In August 2006, Joynul Abedin was promoted to the Appellate Division superseding A. K. Badrul Haque, Justice Syed Amirul Islam, and Justice Md. Hasan Amin which was protested by lawyers.

The Anti Corruption Commission began an investigation against Joynul Abedin and his wife in 2010. This started after Awami League assumed power in 2009.
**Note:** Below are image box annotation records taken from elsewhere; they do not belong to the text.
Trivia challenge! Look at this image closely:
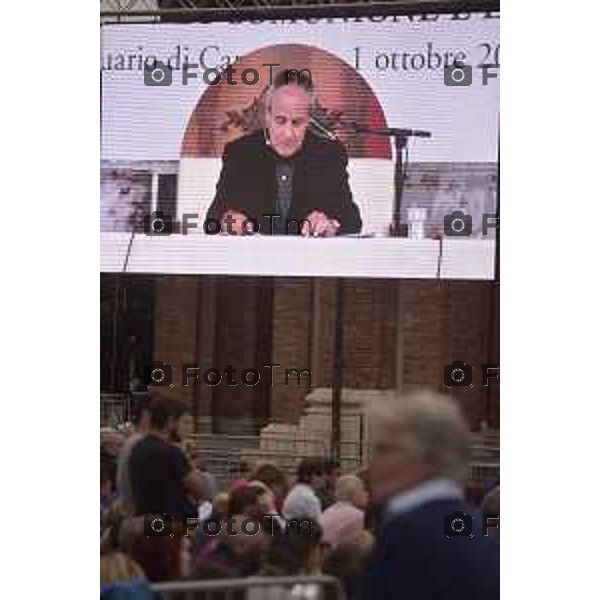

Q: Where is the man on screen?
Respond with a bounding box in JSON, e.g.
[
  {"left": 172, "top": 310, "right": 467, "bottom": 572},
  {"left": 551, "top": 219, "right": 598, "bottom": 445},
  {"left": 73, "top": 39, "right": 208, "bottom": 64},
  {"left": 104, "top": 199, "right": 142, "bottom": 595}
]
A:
[{"left": 206, "top": 70, "right": 362, "bottom": 237}]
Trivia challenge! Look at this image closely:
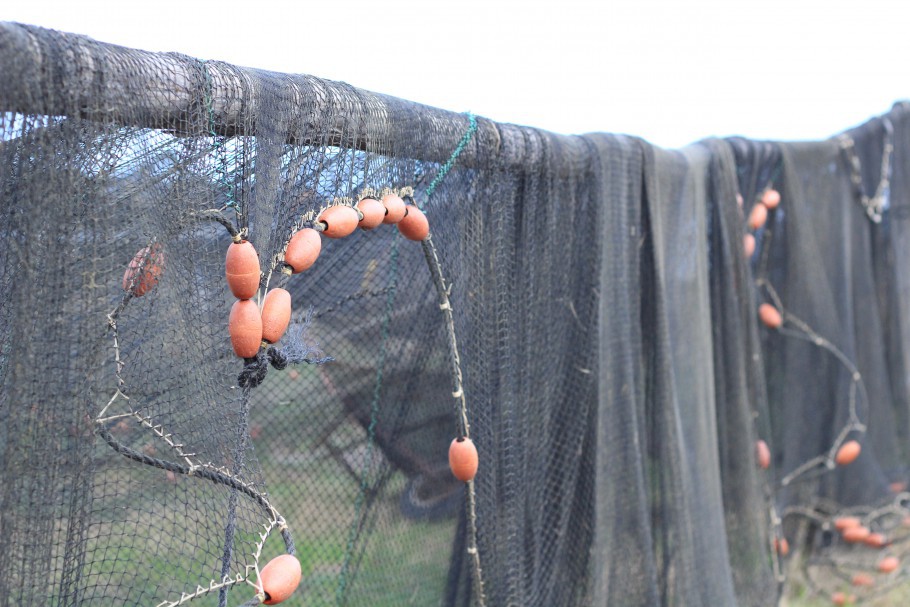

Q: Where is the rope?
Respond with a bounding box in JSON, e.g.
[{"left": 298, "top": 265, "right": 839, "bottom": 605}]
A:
[{"left": 420, "top": 112, "right": 477, "bottom": 203}]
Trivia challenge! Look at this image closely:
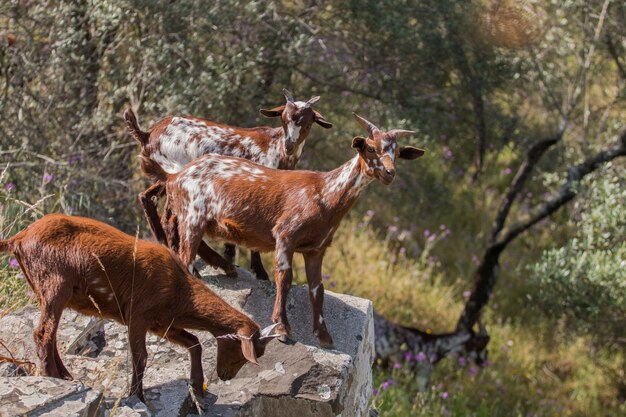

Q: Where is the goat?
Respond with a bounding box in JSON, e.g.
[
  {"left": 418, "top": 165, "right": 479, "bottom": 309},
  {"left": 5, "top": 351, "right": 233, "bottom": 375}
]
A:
[
  {"left": 0, "top": 214, "right": 274, "bottom": 402},
  {"left": 143, "top": 114, "right": 424, "bottom": 347},
  {"left": 124, "top": 89, "right": 332, "bottom": 280}
]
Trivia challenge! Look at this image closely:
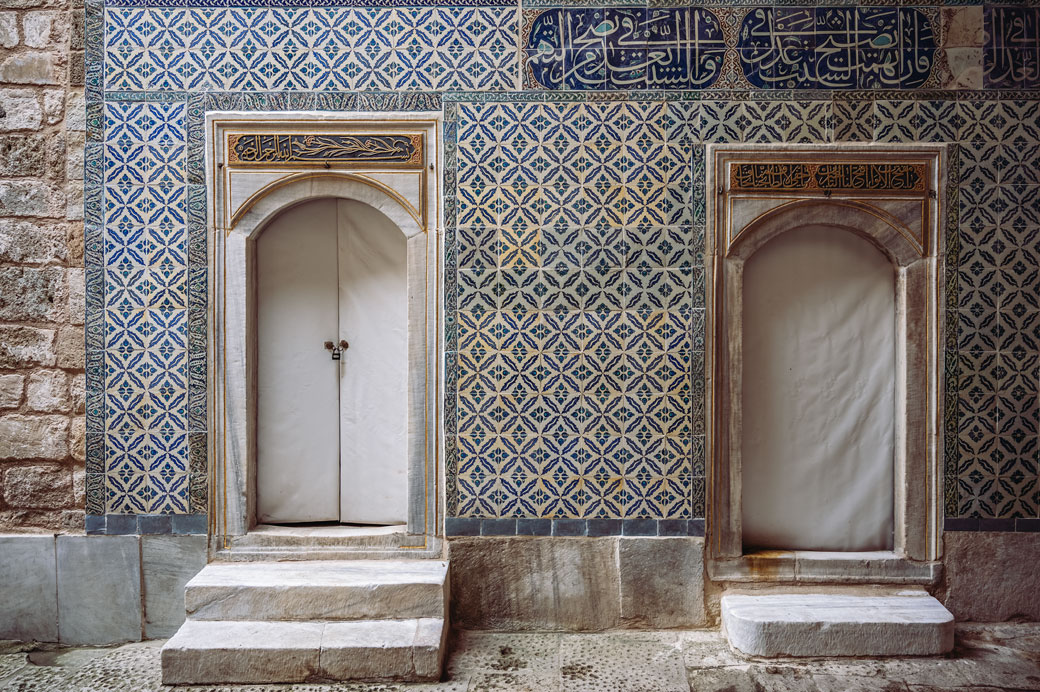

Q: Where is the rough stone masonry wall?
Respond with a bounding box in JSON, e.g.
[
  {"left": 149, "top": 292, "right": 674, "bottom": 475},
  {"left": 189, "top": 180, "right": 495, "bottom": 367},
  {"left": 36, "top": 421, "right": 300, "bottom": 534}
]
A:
[{"left": 0, "top": 0, "right": 85, "bottom": 532}]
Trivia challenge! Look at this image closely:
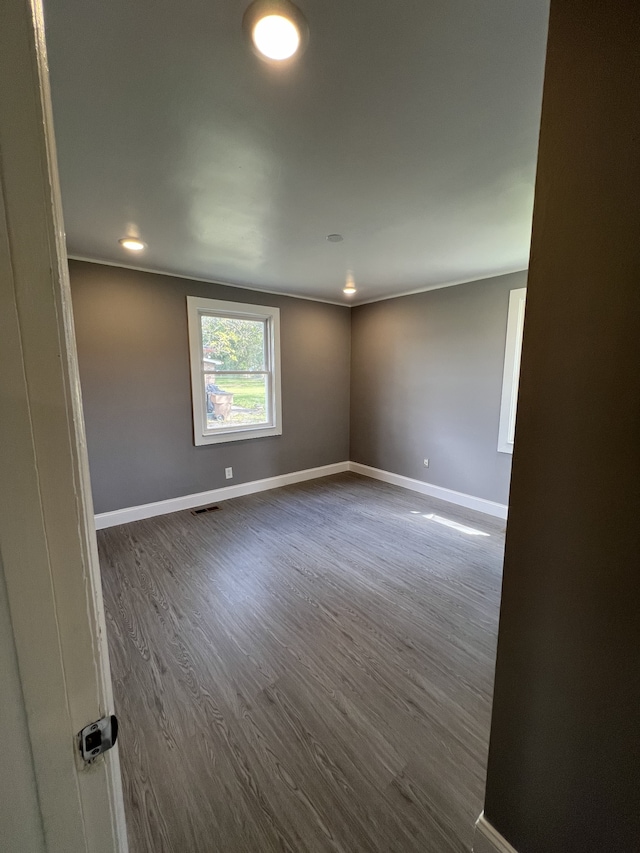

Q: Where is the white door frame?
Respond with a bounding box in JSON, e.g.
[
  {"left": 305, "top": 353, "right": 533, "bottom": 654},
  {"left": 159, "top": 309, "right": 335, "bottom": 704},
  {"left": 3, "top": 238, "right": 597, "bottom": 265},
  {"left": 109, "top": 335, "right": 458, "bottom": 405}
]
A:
[{"left": 0, "top": 0, "right": 127, "bottom": 853}]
Justice Abdul Wahhab Miah upheld the bail of Joynul Abedin in July 2017 which he secured after receiving a notice from the Anti Corruption Commission seeking his wealth statement. In November 2017, Justice M Enayetur Rahim and Justice Shahidul Karim cleared the way for the case to proceed against him saying Joynul Abedin did not enjoy immunity related to corruption charges. The commission sent a Mutual Legal Assistance Request to the United States requesting information on Joynul Abedin. According to the commission he allegedly made 3.5 million BDT through corruption. It filed charges against him and his wife.

In February 2022, the Anti Corruption Commission pressed charges against him and Faisal Abedin, his son, for possessing "illegal wealth". The commission stated Joynul Abedin hid 325 thousand taka and his wife his 439 thousand taka.